The optimal estate planning giving strategy is to donate noncash items. Many people are aware that they can donate stocks and mutual fund shares. Even that isn’t the best estate planning strategy. You get more bang for the buck by donating collectibles, such as art, antiques, jewelry, wine, or other personal collections.

Here’s the twist. Most people know that the top rate on long-term capital gains from securities and other investments is 15%. What they don’t know is that the maximum capital gains rate never was reduced for collectibles. The top rate on gains from collectibles held for more than one year still is 28%. You save more taxes by giving a collectible instead of stocks.

In addition, a charitable contribution ensures that this year you benefit from the full fair market value of the property. To sell it, you would have to wait some time to find a buyer willing to pay your price. Then you might owe a broker’s commission on the sale.

Plus, many collectibles’ prices did well during the stock bear market. As stocks fell, investors poured money into other assets. When the economy started picking up steam, their prices continued to rise.

Giving a collectible to charity also can ensure that it is well-cared for. You especially might want to donate a collection or valuable asset you have been preserving for years.

Generally, a donor of long-term capital gain property can deduct the fair market value of the property at the time of the contribution and does not owe taxes on the gain. There are a couple of ways that deduction might be limited or reduced.

The charity’s use of the appreciated property must be related to the charity’s exempt function in order for the donor to get the full deduction. For example, a museum must display artwork (or preserve it for future display).
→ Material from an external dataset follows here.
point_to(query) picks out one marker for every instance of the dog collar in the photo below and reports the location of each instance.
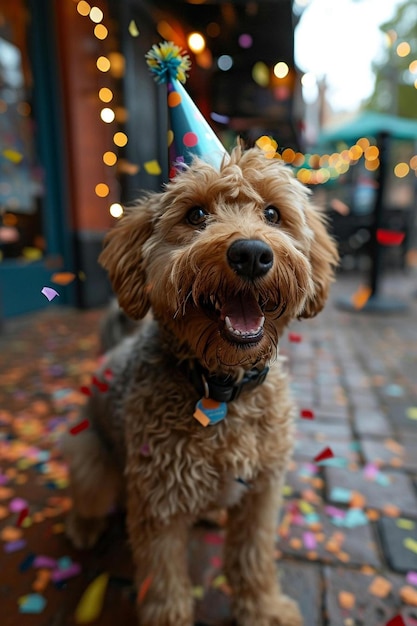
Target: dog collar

Most tax lawyers recommend that a donor get a letter from the charity acknowledging that it will use the property in its exempt function. If the charity does not use the property properly or sells it, the deduction is reduced by the potential capital gain in the property.

The type of charity also can limit the deduction. “Public charities” have a broad base of donors, and donors generally are allowed to deduct up to 50% of their adjusted gross income for cash contributions to them. Deductions for donations of appreciated long-term capital gain property to these charities are limited to 30% of AGI.

Gifts of long-term capital gain property to other charities are limited to 20% of AGI for the year.

Unused contributions generally can be carried forward for up to five years until they are fully deducted.

Be sure to work with a charity’s tax advisor and your own before making a contribution of property. You want to know the actual amount of your deduction before giving the property.

Charities are more willing to accept gifts of property than they were in the past. One reason is that there now are firms to help charities evaluate, accept, and sell or store various kinds of property. Charities also realize that they can net more money by accepting property instead of insisting on cash or securities.

Yet, that doesn’t mean a charity will accept anything. Most charities turn down many offers each year because they cannot use the property in their operations or because the cost of turning the property into cash would exceed the benefit. That is one reason you need to start early in the year. You need to locate a charity that is willing to take your property and, ideally, that will use it in the exempt function.

To get the maximum deduction, if the property is worth over $5,000 an independent, written appraisal must be attached to your tax return.

Expect extra scrutiny of these transactions in the next few years. A recent General Accounting Office report found that the charitable deductions for donated cars far exceed what charities net from the donations. Congress plans to examine whether taxpayers are overstating the value of the cars or whether the rules need to be changed.

A donation to charity is an ideal way to transfer a collectible. To get maximum benefit, you need to start estate planning now. Locate charities that will want your property, be able to use it, and will help maximize your deduction.